Catastrophe at Kittanning: Battle of Blanket Hill

Historical markers for Blanket Hill

Along Route 422, about six miles east of Kittanning, stands two memorials on the northern edge of the road. One is a plaque set in rock and the other a familiar blue Pennsylvania historical marker, but both remember the Battle of Blanket Hill that happened near this location in the early morning hours of September 8, 1756.

As Zech and I headed to Kittanning, we followed Route 422, and though it doesn't follow the exact route of the Frankstown Path, it still gave us a sense of the long journey that the captives were forced to take and that Colonel Armstrong's men took for their attack on Kittanning. An excellent resource for those who may be interested in following the Frankstown Path is Indian Paths of Pennsylvania by Paul A. W. Wallace. In his book he follows the Indian paths using modern roads and goes into great detail where the paths were.

One day I plan on going back to Kittanning, taking the roads that Wallace used, in order to gain a better sense of the length of the trail and the route that the captives were forced to take, but on this trip I took the shorter (though seemingly just as long) route.

As we stood there, I realized that this was the last piece of the destruction of Kittanning. My journey was slowly coming to an end.

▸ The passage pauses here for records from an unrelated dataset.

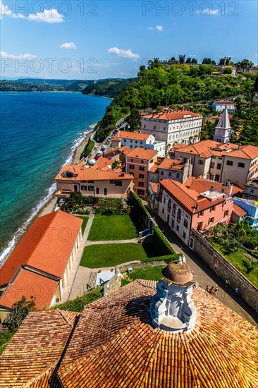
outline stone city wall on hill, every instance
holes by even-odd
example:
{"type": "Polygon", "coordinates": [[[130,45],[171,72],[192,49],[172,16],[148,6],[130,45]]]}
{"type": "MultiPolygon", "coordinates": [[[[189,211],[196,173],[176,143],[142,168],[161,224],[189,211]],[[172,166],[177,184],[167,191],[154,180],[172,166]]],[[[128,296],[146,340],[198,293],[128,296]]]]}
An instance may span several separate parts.
{"type": "Polygon", "coordinates": [[[191,238],[195,253],[221,279],[228,280],[231,289],[240,287],[241,298],[258,313],[258,289],[194,229],[191,238]]]}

Near here, while Colonel Armstrong's main force invaded Kittanning, a group of men would fight for their lives.

Blanket Hill Memorial Plaque

On the evening of September7, 1756, guides had reported back to Colonel John Armstrong that they encountered a handful of Indians (three or four) sleeping along the trail. Armstrong left Lieutenant James Hogg and twelve other men to watch the sleeping Indians and with orders to attack at first light. Colonel Armstrong and the rest of his men made a wide detour around the sleeping party and continued on their march to Kittanning.

Colonel Armstrong's men, who were already tired from the long march with very little rest, left their blankets and "unneeded" supplies with Lieutenant Hogg - this is the origin of the name Blanket Hill."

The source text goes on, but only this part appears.